Wednesday, July 30, 2003

Telirati Newsletter #4

In the following, the fouth of my Telirati newsletters, I rake speech technology and IP telephony people over the coals for their lack of visualization of how these technologies would actually be used by customers. That was in 1997. The situation today is scarcely better: Speech recognition is, as predicted, better than ever. It is, however, just as distant from being a viable tool for interacting with a computer, or even with limited computing devices like handhelds or smartphones. The reason it has not progressed is as it ever was: lack of a gestalt for a voice user interface that is comparable to the desktop metaphor.

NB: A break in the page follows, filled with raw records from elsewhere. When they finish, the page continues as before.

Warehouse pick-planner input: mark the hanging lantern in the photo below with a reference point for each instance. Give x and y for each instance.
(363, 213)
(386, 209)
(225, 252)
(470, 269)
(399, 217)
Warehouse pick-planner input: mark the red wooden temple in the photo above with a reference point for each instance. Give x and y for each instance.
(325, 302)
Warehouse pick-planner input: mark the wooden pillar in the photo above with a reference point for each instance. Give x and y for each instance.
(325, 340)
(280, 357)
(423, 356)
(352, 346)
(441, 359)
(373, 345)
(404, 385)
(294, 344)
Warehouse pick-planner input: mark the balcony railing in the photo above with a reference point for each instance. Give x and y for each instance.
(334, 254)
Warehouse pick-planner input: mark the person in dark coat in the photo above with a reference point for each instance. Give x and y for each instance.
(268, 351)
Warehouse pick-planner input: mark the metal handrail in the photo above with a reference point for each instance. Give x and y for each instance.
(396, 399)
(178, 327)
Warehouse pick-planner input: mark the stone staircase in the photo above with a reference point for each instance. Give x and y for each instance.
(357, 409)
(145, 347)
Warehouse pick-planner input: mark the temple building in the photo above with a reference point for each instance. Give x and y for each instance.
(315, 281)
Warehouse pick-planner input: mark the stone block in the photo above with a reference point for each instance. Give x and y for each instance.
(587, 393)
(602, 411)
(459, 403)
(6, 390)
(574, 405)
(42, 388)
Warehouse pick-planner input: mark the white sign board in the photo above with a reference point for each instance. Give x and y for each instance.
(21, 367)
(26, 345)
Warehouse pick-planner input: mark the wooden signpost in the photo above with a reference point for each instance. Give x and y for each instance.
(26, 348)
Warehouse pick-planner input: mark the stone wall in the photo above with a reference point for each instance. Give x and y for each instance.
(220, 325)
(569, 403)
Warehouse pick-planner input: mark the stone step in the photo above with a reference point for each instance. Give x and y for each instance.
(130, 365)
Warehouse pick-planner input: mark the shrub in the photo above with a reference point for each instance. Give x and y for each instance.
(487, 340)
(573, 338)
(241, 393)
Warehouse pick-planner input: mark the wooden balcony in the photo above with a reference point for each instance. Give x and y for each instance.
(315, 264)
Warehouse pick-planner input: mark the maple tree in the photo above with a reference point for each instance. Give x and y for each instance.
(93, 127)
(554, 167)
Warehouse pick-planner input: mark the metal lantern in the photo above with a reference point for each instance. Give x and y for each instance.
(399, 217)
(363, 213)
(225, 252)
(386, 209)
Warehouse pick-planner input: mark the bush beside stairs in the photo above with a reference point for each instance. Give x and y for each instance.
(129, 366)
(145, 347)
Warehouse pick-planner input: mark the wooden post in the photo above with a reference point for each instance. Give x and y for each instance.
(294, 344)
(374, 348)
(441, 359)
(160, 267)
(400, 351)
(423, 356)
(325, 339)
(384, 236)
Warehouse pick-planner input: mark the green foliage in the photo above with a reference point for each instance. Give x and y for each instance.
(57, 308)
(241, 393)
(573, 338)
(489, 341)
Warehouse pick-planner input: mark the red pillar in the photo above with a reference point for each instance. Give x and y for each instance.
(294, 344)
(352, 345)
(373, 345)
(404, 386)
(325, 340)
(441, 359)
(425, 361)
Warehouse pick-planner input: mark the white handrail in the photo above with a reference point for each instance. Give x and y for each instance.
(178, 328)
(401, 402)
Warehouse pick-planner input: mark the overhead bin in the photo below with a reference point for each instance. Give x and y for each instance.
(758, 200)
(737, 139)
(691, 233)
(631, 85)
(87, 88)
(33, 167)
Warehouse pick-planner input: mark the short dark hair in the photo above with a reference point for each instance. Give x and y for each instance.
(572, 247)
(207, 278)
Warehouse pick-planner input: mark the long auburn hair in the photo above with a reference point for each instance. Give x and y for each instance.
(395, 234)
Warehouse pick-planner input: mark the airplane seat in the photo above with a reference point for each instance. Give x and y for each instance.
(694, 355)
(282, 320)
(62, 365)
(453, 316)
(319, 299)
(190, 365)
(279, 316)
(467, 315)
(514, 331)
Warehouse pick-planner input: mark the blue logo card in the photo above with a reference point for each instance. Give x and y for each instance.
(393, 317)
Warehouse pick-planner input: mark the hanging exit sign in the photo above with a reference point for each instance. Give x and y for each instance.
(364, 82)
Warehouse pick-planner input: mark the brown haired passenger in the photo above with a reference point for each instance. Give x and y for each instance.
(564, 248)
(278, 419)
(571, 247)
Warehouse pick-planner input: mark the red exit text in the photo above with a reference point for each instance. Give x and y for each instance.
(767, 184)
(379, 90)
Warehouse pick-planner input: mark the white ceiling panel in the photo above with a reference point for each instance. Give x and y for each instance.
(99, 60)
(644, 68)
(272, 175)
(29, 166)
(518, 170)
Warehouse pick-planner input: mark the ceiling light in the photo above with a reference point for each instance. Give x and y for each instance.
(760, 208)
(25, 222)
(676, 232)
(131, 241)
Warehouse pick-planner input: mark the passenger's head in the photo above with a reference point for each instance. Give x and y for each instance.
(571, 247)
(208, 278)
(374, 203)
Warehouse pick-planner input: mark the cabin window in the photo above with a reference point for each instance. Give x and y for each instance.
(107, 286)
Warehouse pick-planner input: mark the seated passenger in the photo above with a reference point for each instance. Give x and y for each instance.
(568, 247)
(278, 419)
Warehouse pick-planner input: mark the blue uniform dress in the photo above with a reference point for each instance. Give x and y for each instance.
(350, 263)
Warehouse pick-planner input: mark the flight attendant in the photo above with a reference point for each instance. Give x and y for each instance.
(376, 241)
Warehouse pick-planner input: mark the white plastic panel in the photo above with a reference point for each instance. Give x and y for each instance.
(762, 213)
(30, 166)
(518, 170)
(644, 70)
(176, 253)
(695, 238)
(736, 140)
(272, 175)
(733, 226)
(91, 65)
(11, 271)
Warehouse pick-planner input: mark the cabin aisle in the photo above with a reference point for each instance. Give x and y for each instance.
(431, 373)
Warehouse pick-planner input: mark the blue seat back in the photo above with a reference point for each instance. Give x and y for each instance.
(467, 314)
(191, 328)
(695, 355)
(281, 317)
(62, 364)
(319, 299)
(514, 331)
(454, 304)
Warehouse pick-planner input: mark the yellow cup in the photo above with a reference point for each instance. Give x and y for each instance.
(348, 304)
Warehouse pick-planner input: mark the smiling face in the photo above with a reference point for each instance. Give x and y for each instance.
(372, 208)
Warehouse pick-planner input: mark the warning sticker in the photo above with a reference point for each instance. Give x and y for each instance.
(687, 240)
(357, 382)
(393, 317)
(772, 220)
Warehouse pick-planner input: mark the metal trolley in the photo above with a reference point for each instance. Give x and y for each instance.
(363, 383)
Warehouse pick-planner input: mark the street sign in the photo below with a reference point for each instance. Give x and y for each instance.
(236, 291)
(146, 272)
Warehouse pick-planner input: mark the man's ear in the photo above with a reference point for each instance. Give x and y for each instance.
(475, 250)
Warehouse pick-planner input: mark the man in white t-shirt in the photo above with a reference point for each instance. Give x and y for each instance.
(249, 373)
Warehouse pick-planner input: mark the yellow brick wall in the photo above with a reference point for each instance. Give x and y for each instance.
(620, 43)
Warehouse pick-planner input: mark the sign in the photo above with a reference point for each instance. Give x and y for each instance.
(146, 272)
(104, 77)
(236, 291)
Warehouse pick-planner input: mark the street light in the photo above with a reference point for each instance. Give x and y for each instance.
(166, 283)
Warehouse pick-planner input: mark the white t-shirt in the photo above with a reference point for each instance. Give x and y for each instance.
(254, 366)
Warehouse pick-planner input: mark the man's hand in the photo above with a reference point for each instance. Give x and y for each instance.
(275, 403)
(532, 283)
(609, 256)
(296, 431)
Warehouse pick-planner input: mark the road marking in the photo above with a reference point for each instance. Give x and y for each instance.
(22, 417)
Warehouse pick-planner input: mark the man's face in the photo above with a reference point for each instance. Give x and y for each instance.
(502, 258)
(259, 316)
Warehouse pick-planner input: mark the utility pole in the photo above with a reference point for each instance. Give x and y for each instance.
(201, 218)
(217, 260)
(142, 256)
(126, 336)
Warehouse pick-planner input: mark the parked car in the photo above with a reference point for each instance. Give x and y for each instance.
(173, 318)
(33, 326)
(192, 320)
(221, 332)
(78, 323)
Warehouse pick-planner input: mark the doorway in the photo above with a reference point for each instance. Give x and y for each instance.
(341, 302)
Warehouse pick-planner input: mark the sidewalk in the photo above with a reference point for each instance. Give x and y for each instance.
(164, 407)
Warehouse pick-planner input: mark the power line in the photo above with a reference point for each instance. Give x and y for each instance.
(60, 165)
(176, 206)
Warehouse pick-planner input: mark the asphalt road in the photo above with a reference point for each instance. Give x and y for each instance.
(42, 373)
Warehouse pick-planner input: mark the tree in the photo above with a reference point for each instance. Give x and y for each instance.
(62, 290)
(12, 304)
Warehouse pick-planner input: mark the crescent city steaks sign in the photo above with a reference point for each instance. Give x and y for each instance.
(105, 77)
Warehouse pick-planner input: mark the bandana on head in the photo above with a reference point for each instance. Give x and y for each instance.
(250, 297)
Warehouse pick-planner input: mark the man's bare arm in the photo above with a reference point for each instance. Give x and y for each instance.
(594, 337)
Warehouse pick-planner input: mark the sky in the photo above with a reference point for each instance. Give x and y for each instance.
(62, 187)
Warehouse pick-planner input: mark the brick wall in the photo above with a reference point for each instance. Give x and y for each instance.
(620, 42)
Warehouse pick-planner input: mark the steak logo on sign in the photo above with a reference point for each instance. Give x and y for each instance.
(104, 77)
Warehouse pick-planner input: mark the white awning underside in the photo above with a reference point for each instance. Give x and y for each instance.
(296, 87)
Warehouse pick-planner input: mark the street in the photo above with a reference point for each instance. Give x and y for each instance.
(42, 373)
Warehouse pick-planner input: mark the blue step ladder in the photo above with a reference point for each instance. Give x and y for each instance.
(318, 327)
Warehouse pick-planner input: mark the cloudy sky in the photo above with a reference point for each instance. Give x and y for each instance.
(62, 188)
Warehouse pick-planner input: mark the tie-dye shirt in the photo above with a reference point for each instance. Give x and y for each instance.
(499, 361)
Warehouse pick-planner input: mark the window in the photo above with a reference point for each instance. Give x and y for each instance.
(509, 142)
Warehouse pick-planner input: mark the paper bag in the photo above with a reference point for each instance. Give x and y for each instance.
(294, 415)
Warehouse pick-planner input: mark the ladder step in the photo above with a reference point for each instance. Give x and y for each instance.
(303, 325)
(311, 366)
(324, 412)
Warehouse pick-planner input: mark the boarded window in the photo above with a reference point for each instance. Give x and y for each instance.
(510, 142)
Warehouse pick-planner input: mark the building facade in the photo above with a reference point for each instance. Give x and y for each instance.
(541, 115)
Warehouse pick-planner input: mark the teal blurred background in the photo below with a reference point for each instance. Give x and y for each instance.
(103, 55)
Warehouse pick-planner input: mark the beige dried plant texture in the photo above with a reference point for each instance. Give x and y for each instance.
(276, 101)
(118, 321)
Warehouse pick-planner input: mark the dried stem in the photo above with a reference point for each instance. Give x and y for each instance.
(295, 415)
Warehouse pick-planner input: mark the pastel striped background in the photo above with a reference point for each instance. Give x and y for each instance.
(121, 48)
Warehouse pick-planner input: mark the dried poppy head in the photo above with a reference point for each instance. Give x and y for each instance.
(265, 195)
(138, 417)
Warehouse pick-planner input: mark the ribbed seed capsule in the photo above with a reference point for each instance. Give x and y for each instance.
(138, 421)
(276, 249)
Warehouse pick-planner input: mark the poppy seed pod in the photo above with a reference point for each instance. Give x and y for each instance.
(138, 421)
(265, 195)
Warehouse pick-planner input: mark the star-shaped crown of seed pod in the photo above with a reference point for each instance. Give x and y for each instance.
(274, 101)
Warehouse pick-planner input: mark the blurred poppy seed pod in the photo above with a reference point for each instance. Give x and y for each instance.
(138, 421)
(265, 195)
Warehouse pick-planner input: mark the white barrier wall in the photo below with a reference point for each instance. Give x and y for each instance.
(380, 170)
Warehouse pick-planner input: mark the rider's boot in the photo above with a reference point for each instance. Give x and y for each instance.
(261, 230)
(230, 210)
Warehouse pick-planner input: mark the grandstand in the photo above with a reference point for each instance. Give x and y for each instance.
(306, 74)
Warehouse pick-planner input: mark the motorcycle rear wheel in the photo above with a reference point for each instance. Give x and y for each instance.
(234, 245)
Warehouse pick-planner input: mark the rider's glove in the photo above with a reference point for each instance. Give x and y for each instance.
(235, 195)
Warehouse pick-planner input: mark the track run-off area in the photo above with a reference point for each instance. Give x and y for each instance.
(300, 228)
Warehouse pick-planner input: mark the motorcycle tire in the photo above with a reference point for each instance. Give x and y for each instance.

Even IP telephony is nearly as badly off: Cisco sells a decent IP phone, as does 3Com. And after that, well... I'd have to Google it up. I have no idea who else sells IP phones. One would have hoped by now VTech or Siemens would sell a cordless phone that plugs into Ethernet, and sells with a software PBX. Still science fiction.

No doubt this pattern of an inability of the telecom industry to overcome the obvious will play out over the rest of the archive of Telirati Newsletters as I dig them up and dust them off. And that is one of the big reasons I enjoy the game business so much. In wireless mobile games, especially, the industry changes, in big ways, from day to day. Some changes are good, some less so, but the field is so large and dynamic that something will happen in a commercially interesting way, somewhere in the world.

Newsletter #4: One of these days…

I'm a firm believer in the power of visualization, or at least the discipline of it. I used to work in speech recognition. There is a field full of vision, but little discipline of visualization. On the BBC today, there was a story on IBM's new Chinese dictation software, and a nice woman from IBM was enthusing on how this was going to be revolutionary, because typing in Chinese is such a bother. First thing I noticed, the woman was French. The BBC reporter, probably having heard "Speech recognition, this time for sure!" before, asked the woman if any Chinese users had been consulted as to the usefulness of the system and she assured him IBM has a lab in China dedicated to all Chinese-specific aspects of the project. Now I neither speak Chinese nor have I used any of the keyboarding tools available for typing in Chinese, but I do know some things from my experience in speech recognition:

First, you can't talk all day. My voice is a bit hoarse right now from reading to my daughter for an hour and a half because she wanted to plow through all the way to the end of C. S. Lewis's The Voyage of the Dawn Treader tonight. Talking to my computer all day would be more tiring and, in addition, tiresome. As unnatural as a keyboard is, a speech-based user interface just trades one perversion of nature for another.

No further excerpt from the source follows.